You can see a thousand thoughts flicking through her brain at once. She processes ideas quickly. She doesn’t like to eat much. ‘Just vegetables that are light on your body. Carbohydrates that are easy to digest.’ It’s as if she doesn’t want to be weighed down by anything whilst she’s thinking.
‘I eat two meals a day that are not heavy. Once I did a 40-day juice fast with John. I felt that gave me strength and my body patience but I didn’t ever do it again.

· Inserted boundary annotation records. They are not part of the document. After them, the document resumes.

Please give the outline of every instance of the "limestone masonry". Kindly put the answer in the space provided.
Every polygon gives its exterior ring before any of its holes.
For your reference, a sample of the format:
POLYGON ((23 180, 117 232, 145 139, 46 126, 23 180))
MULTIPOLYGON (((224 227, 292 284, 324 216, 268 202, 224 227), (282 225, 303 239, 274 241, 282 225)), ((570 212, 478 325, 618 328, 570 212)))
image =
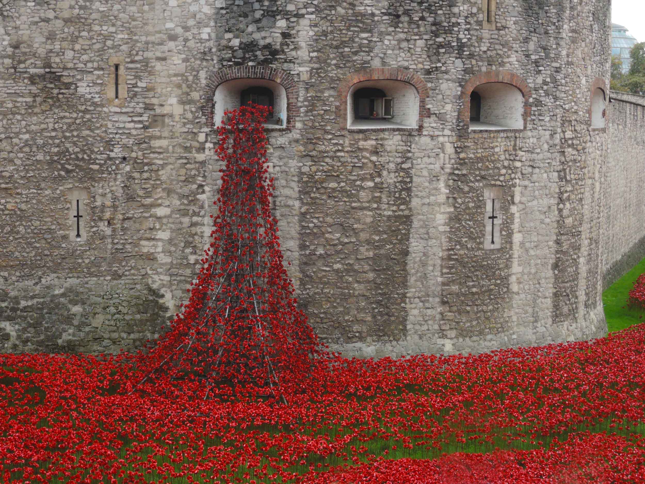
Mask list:
POLYGON ((0 0, 0 351, 159 334, 208 241, 213 126, 244 99, 273 107, 285 259, 333 349, 603 336, 603 287, 645 256, 645 98, 608 90, 610 18, 610 0, 0 0))

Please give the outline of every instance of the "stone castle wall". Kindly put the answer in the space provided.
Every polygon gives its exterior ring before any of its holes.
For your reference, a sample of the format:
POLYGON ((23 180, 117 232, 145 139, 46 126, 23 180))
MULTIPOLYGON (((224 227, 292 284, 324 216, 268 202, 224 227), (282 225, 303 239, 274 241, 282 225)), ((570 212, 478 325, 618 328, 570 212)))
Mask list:
POLYGON ((248 78, 286 90, 286 128, 268 134, 275 210, 301 303, 333 349, 602 335, 613 125, 592 130, 590 108, 608 85, 610 2, 498 0, 494 30, 485 3, 2 7, 2 350, 115 351, 159 332, 210 233, 214 92, 248 78), (347 129, 346 93, 370 79, 414 86, 417 128, 347 129), (469 131, 470 79, 521 91, 525 129, 469 131), (70 190, 88 194, 79 242, 70 190), (486 250, 492 192, 501 244, 486 250))
POLYGON ((603 168, 604 286, 645 257, 645 97, 612 91, 603 168))

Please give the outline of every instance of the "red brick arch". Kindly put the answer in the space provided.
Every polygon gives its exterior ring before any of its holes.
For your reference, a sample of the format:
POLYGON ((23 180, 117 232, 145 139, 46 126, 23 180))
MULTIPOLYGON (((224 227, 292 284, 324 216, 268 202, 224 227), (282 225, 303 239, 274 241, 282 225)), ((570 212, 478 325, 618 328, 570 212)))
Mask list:
MULTIPOLYGON (((341 130, 347 129, 347 96, 352 86, 363 81, 401 81, 412 84, 419 93, 419 129, 423 127, 423 119, 428 114, 426 107, 430 91, 428 84, 419 74, 410 70, 398 67, 375 67, 352 72, 343 79, 338 87, 337 99, 339 105, 339 123, 341 130)), ((381 130, 391 129, 389 128, 381 130)))
POLYGON ((464 122, 466 129, 470 126, 470 94, 473 90, 480 84, 486 83, 504 83, 515 86, 522 93, 524 98, 524 129, 526 129, 526 124, 531 116, 531 105, 529 99, 531 97, 531 88, 528 84, 521 76, 509 70, 490 70, 481 72, 469 79, 461 89, 461 109, 459 110, 459 119, 464 122))
MULTIPOLYGON (((591 105, 593 103, 593 93, 596 89, 600 89, 602 91, 602 94, 604 96, 605 100, 605 128, 607 126, 607 123, 609 122, 609 118, 607 114, 609 112, 609 110, 607 109, 607 101, 609 101, 608 94, 609 91, 607 90, 607 83, 605 80, 602 77, 596 77, 591 82, 591 87, 589 91, 589 122, 591 122, 591 105)), ((592 130, 598 130, 600 131, 603 131, 605 128, 591 128, 592 130)))
POLYGON ((213 74, 206 81, 206 92, 202 97, 202 114, 206 120, 206 126, 213 128, 215 91, 217 86, 227 81, 236 79, 263 79, 273 81, 286 91, 286 125, 288 128, 295 126, 295 116, 298 101, 298 86, 291 74, 284 70, 268 66, 238 66, 224 67, 213 74))

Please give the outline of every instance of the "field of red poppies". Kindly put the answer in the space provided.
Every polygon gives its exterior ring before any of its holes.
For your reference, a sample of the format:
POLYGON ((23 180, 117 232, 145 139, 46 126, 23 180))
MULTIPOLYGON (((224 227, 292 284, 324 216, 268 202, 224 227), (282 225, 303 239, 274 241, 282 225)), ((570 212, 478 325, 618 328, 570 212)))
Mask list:
POLYGON ((6 483, 645 482, 645 328, 477 356, 322 358, 288 405, 0 357, 6 483))

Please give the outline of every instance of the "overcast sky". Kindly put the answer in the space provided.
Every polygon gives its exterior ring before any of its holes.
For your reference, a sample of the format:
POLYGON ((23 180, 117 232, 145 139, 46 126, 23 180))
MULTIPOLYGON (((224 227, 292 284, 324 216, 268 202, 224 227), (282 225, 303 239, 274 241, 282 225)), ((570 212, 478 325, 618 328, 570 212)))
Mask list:
POLYGON ((645 0, 611 0, 611 21, 624 25, 639 42, 645 42, 645 0))

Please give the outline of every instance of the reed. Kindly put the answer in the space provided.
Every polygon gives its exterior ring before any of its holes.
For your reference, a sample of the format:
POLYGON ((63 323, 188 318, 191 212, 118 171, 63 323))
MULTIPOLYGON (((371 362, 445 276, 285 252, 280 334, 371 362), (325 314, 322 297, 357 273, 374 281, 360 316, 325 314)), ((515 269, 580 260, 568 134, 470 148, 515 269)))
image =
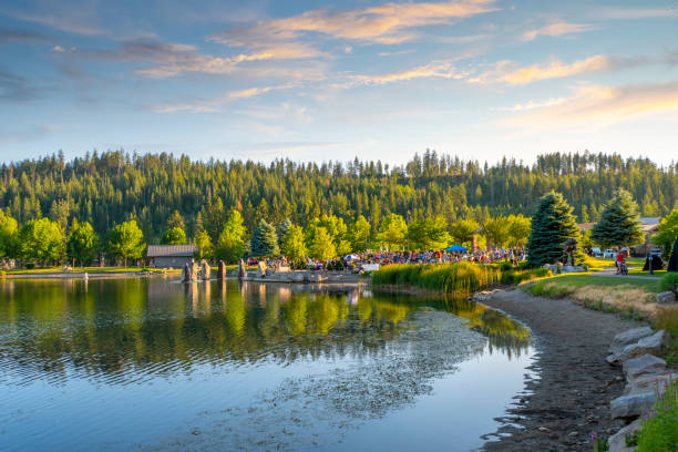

‘After I had my daughter I just never felt like wanting liquor so I never drank again. I was smoking until ten years ago. But society is so down on smoking everywhere you looked you will get cancer. I thought I would get cancer just by reading that so I thought I had better stop. I am one of those very addictive types, so I don’t want to start it again.’
You don’t imagine Ono as vulnerable or weak in any way. You imagine that she’s wise and controlled. She smiles at that idea.